Back in the day, the Macromedia Director team used a clunky FileMaker Pro database to store its bug reports. It ran on a PowerMac in the test lab with a handwritten sign threatening hellfire and damnation against anyone who so much as touched the machine. This was because the whole team -- the whole project, really -- relied on that system's continued health.

FileMaker Pro was kind of an unusual choice for a mission critical database in the mid-to-late 1990s. Those of you familiar with that general vintage of FileMaker are probably wondering why we bothered to put it with its limitations (slow search & retrieval, record locking issues, long recovery delay after db crashes, etc).

One reason was historical. Every Director bugbase since version 3.1.3 was built in FileMaker, so switching to another DBMS would have required migrating scripts or maintaining parallel systems for researching old bugs.

But the real reason was simpler: FileMaker's client UI was readily customizable, and the Director team took full advantage of that capability.

I wish I had a screenshot of that UI. The main screen was jam-packed full of little buttons and textfields, reflecting years of accreted process improvements. It was ugly. But more importantly it was functional, and highly optimized to our team's workflow.

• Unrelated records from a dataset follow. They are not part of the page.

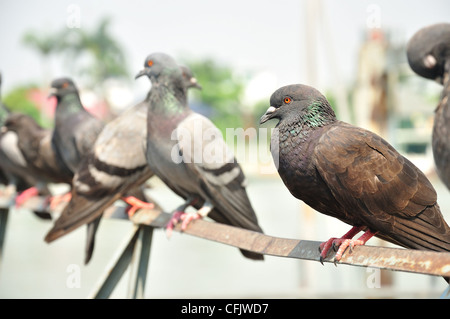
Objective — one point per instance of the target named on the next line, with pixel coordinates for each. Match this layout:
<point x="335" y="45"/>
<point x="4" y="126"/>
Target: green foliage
<point x="105" y="55"/>
<point x="222" y="91"/>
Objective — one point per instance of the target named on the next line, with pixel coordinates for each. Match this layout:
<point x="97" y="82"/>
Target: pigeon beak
<point x="141" y="73"/>
<point x="268" y="115"/>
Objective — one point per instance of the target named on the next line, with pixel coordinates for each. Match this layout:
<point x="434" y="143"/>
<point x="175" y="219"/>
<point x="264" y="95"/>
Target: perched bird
<point x="116" y="165"/>
<point x="34" y="143"/>
<point x="75" y="129"/>
<point x="352" y="174"/>
<point x="74" y="132"/>
<point x="13" y="166"/>
<point x="187" y="152"/>
<point x="428" y="53"/>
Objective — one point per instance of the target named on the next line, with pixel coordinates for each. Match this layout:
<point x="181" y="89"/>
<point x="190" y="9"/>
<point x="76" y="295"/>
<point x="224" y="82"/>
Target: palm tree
<point x="105" y="55"/>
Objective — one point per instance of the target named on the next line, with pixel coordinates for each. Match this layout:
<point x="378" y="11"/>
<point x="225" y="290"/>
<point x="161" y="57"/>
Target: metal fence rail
<point x="135" y="250"/>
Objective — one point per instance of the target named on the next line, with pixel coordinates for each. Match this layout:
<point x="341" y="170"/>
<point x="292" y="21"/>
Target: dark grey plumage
<point x="13" y="166"/>
<point x="74" y="133"/>
<point x="352" y="174"/>
<point x="116" y="166"/>
<point x="34" y="143"/>
<point x="428" y="54"/>
<point x="179" y="152"/>
<point x="75" y="129"/>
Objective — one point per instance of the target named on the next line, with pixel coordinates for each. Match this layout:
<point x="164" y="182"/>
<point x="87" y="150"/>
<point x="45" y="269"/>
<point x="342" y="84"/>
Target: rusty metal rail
<point x="422" y="262"/>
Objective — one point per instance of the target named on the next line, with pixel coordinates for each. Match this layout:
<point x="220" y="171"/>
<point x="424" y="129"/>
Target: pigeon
<point x="351" y="174"/>
<point x="75" y="129"/>
<point x="13" y="166"/>
<point x="428" y="53"/>
<point x="116" y="164"/>
<point x="187" y="152"/>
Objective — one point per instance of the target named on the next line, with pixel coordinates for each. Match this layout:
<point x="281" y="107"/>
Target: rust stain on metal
<point x="426" y="262"/>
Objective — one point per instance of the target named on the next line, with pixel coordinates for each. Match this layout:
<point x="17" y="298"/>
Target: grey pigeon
<point x="428" y="54"/>
<point x="75" y="130"/>
<point x="116" y="165"/>
<point x="13" y="166"/>
<point x="352" y="174"/>
<point x="187" y="152"/>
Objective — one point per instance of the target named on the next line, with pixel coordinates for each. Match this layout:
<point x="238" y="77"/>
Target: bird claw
<point x="174" y="220"/>
<point x="178" y="216"/>
<point x="136" y="204"/>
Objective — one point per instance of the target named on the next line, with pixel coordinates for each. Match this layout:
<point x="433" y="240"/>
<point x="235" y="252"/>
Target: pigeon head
<point x="158" y="65"/>
<point x="300" y="103"/>
<point x="428" y="51"/>
<point x="62" y="86"/>
<point x="189" y="79"/>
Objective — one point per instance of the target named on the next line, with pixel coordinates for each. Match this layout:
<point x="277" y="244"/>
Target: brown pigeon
<point x="352" y="174"/>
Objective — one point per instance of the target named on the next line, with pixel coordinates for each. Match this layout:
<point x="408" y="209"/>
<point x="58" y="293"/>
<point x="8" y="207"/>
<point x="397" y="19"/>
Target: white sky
<point x="249" y="35"/>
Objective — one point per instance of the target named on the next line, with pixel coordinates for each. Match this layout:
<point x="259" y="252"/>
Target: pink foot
<point x="343" y="243"/>
<point x="187" y="218"/>
<point x="26" y="195"/>
<point x="334" y="242"/>
<point x="136" y="204"/>
<point x="178" y="216"/>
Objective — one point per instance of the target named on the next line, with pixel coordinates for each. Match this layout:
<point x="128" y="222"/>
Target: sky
<point x="270" y="41"/>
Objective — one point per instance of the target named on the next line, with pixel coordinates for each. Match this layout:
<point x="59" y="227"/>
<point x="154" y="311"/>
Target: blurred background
<point x="240" y="52"/>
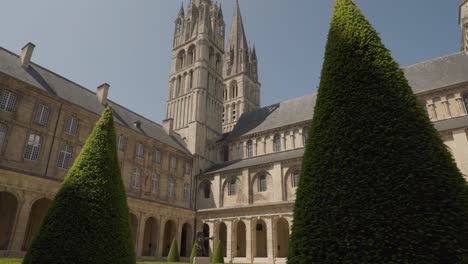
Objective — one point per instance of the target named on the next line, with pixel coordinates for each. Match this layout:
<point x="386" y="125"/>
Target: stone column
<point x="270" y="242"/>
<point x="229" y="240"/>
<point x="461" y="105"/>
<point x="159" y="249"/>
<point x="431" y="110"/>
<point x="248" y="239"/>
<point x="446" y="107"/>
<point x="140" y="235"/>
<point x="21" y="224"/>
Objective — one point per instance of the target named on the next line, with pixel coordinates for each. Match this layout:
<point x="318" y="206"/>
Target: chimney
<point x="26" y="54"/>
<point x="168" y="125"/>
<point x="137" y="124"/>
<point x="102" y="92"/>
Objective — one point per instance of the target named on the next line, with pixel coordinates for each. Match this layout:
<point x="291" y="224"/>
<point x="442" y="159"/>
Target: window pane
<point x="7" y="101"/>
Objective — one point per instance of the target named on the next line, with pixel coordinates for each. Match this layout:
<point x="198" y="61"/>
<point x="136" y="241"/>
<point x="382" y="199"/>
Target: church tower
<point x="242" y="89"/>
<point x="464" y="25"/>
<point x="195" y="96"/>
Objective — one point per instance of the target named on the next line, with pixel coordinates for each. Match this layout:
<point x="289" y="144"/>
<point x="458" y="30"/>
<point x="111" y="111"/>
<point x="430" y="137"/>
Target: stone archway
<point x="281" y="238"/>
<point x="134" y="227"/>
<point x="222" y="238"/>
<point x="150" y="237"/>
<point x="186" y="240"/>
<point x="241" y="245"/>
<point x="206" y="243"/>
<point x="169" y="235"/>
<point x="260" y="239"/>
<point x="8" y="209"/>
<point x="37" y="214"/>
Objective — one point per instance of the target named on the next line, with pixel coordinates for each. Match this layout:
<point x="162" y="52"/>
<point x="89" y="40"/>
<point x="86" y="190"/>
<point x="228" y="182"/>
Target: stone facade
<point x="219" y="164"/>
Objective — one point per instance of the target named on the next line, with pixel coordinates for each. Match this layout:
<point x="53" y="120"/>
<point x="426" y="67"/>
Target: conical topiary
<point x="218" y="257"/>
<point x="377" y="183"/>
<point x="193" y="254"/>
<point x="88" y="221"/>
<point x="173" y="255"/>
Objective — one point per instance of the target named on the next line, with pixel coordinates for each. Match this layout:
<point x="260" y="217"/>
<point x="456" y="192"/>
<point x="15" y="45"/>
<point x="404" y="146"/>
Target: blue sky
<point x="128" y="43"/>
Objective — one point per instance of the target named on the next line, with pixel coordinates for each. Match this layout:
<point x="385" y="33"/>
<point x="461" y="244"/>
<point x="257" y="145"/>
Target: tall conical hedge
<point x="218" y="256"/>
<point x="173" y="255"/>
<point x="377" y="183"/>
<point x="193" y="254"/>
<point x="88" y="221"/>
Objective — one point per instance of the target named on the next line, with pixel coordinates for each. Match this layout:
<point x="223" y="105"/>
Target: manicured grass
<point x="18" y="261"/>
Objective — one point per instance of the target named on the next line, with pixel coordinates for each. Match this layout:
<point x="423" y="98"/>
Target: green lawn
<point x="18" y="261"/>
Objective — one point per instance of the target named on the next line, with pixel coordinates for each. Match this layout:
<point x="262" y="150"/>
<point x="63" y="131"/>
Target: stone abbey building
<point x="219" y="164"/>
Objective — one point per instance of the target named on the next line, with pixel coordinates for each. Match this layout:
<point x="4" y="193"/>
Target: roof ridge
<point x="80" y="86"/>
<point x="433" y="59"/>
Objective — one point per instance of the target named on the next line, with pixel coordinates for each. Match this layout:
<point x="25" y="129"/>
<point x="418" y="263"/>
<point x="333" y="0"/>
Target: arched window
<point x="305" y="134"/>
<point x="232" y="187"/>
<point x="155" y="183"/>
<point x="295" y="178"/>
<point x="249" y="149"/>
<point x="136" y="180"/>
<point x="186" y="192"/>
<point x="206" y="190"/>
<point x="465" y="101"/>
<point x="33" y="147"/>
<point x="262" y="183"/>
<point x="65" y="156"/>
<point x="3" y="133"/>
<point x="277" y="143"/>
<point x="171" y="191"/>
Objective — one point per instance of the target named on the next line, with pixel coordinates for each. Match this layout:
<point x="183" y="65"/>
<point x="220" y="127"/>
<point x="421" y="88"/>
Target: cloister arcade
<point x="262" y="239"/>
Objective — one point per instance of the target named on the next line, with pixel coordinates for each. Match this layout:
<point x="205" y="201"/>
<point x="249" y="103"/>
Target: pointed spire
<point x="181" y="11"/>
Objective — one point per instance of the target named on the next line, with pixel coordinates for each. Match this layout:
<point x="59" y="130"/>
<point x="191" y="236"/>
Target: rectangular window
<point x="173" y="162"/>
<point x="136" y="178"/>
<point x="33" y="147"/>
<point x="65" y="156"/>
<point x="262" y="184"/>
<point x="7" y="101"/>
<point x="171" y="191"/>
<point x="71" y="125"/>
<point x="121" y="142"/>
<point x="157" y="156"/>
<point x="140" y="152"/>
<point x="186" y="192"/>
<point x="41" y="114"/>
<point x="188" y="169"/>
<point x="155" y="183"/>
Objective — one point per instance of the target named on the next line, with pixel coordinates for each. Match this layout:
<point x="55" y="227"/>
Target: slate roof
<point x="289" y="112"/>
<point x="58" y="86"/>
<point x="438" y="73"/>
<point x="238" y="164"/>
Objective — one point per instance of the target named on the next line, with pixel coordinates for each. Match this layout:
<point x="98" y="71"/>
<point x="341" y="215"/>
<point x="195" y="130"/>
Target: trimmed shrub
<point x="88" y="221"/>
<point x="377" y="183"/>
<point x="193" y="254"/>
<point x="218" y="257"/>
<point x="173" y="255"/>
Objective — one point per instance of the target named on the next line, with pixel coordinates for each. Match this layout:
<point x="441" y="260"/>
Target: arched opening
<point x="180" y="60"/>
<point x="260" y="239"/>
<point x="222" y="238"/>
<point x="206" y="242"/>
<point x="169" y="235"/>
<point x="277" y="143"/>
<point x="186" y="240"/>
<point x="38" y="212"/>
<point x="282" y="238"/>
<point x="241" y="245"/>
<point x="8" y="208"/>
<point x="134" y="226"/>
<point x="150" y="237"/>
<point x="465" y="102"/>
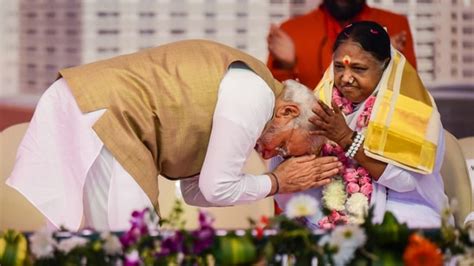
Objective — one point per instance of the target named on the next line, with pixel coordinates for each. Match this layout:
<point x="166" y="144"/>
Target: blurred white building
<point x="443" y="32"/>
<point x="9" y="44"/>
<point x="39" y="37"/>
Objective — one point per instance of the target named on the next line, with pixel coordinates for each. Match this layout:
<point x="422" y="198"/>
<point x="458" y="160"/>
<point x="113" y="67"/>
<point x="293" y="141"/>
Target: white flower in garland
<point x="357" y="205"/>
<point x="301" y="206"/>
<point x="112" y="245"/>
<point x="334" y="195"/>
<point x="348" y="238"/>
<point x="42" y="243"/>
<point x="344" y="240"/>
<point x="71" y="243"/>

Something that still tickles me about the Director bugbase was one shimmering feature of brutal honesty. It was the scrub team's job to prioritize bugs. They had their choice from a drop-down list of defined dispositions: Fix By Alpha, Fix By Beta, Fix By Ship, Fix Future Release... and a very special option called Fix Never.

That was reserved for bugs which were trivial, moot, utterly lacking in necessity. Also for bugs that couldn't possibly be fixed without destabilizing the entire product. Either way, nobody on the scrub team was capable of imagining a day that the effort to fix it could ever be judged worthwhile. Hence: Fix Never.

I haven't seen a bug database with such honesty since.